R Server is an enterprise class server for hosting and managing parallel and distributed workloads of R processes on servers (Linux and Windows) and clusters (Hadoop and Apache Spark). It provides an execution engine for solutions built using Microsoft R packages, extending open source R with support for high-performance analytics, statistical analysis, machine learning scenarios, and massively large datasets. Value-added functionality is provided through proprietary packages that install with the server.
You can install R Server on a supported server or cluster, and use an R IDE like R Tools for Visual Studio to adapt or create solutions to use additional capabilities. Although Microsoft R functions are not required in the solutions you deploy, the full value of Microsoft R is realized when you use ScaleR technology and other packages.
R Server is the next generation of the former Revolution R Enterprise server, acquired by Microsoft and distributed commercially for these platforms: Azure, Windows, Linux, Hadoop, Teradata, SQL Server.

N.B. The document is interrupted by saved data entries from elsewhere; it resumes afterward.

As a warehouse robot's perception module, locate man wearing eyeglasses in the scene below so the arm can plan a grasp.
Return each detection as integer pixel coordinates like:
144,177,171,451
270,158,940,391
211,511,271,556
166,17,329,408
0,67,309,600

Develop and run R models on Hadoop/Apache Spark—Scale your analysis transparently by distributing work across nodes without complex programming
What is new in this release?
R Server for Hadoop
Support for Spark 1.6 and 2.0.
Support for Spark DataFrames through RxHiveData and RxParquetData in ScaleR when using an RxSpark compute context
Additional new ScaleR functions for Spark 2.0:
Manage Spark persistent sessions: rxSparkConnect, rxSparkDisconnect
Manage data in Spark DataFrames : rxSparkListData, rxSparkRemoveData
Why use R Server?
R, along with many other statistical analysis products, is challenged by problems of capacity and speed. Users cannot perform data analysis because their data is too big to fit into memory, or even if it fits, there is not sufficient memory available to perform analysis. In R this is often a problem because copies of data are frequently made during analysis. Even without a capacity limit, computation may be too slow to be useful. R Server with ScaleR not only helps to overcome these challenges in R, but surpasses capabilities in other statistics products.

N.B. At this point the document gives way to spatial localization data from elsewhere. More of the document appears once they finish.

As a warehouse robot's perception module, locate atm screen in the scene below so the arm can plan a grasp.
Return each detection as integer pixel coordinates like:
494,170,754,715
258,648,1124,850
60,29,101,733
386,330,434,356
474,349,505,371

Data scientists who start with R Client or open source R typically move to R Server when data size or computational scale require additional capacity.

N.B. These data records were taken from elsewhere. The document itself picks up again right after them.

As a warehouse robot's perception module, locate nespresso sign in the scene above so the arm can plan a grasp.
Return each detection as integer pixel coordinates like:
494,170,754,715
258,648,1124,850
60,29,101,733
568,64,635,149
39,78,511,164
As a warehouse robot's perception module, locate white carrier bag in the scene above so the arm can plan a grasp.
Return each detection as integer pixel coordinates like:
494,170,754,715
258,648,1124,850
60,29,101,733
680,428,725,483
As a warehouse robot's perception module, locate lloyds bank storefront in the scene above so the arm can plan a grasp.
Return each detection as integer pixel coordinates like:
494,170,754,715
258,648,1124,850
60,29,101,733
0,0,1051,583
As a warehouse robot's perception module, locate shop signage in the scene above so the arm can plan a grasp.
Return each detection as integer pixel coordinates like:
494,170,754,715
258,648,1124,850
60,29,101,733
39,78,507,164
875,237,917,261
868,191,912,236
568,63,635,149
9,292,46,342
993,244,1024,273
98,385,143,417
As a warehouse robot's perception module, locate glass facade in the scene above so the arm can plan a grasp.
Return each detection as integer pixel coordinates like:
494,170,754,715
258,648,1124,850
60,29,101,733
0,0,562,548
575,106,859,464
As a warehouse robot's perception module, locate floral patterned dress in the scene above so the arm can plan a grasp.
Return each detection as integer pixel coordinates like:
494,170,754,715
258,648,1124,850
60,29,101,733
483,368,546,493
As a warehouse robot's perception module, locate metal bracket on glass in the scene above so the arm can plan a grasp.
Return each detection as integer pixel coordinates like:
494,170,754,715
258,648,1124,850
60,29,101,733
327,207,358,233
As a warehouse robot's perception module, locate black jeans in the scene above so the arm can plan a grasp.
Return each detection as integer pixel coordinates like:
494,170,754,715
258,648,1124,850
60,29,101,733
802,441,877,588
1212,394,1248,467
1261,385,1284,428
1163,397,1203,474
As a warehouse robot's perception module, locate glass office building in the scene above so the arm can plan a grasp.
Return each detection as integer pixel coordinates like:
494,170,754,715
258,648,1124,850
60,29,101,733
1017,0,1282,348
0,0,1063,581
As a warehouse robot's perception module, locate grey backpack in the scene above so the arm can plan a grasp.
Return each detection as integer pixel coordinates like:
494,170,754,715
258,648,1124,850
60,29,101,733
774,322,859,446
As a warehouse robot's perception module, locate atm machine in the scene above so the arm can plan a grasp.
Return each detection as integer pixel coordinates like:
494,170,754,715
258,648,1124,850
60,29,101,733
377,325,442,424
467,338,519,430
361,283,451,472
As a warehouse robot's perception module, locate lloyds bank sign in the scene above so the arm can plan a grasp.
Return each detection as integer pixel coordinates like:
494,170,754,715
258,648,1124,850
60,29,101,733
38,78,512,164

R Server provides the infrastructure for distributing a workload across multiple nodes (referred to as data chunking), running jobs in parallel, and then reassembling the results for further analysis and visualization.
In addition to capacity and scale, R Server offers machine learning and operationalization features, both of which are new in this release.
Benefits of R Server
Reasons for choosing R Server include:
Chunked data across multiple disks
Increased threads for R worker processes running standard R packages and also ScaleR functions
Performance and scalability through parallelization and streaming
Supportability and service level agreements for mission-critical workloads
Machine learning algorithms and transforms
R script running as a standalone web service
Toggle between local and remote sessions on the command line
Operationalization engine for multi-server topologies with clustered web nodes and compute nodes
Interoperability with R language and across Microsoft R
R Server is built on open source R 3.3.2 and is 100% compatible with the R language. You can run any pure open source R solution on a Microsoft R Open, Microsoft R Client, or Microsoft R Server deployment.
Value-added packages like RevoScaleR, MicrosoftML, and mrsdeploy are available in both Microsoft R Client and Microsoft R Server. Although packages are equally available, the infrastructure backed by each product is substantially different. R Client is limited to in-memory data storage and can use a maximum of two processors.
R Server is the flagship product of the Microsoft R product family and supports much larger workloads. Data scientists typically switch to R Server when data and computational requirements cannot be accommodated on R Client.
Existing solutions developed with R Client can be deployed to R Server with minimal or no changes, but most developers make use of the additional functions, such as parallel and distributed computing that become available when you upgrade to R Server.
In this release, the mrsdeploy package gives you the ability to toggle between remote and local sessions in an R console application. As you change the compute context and make other adjustments to increase data size, you can set up a remote session and issue commands to validate your changes incrementally.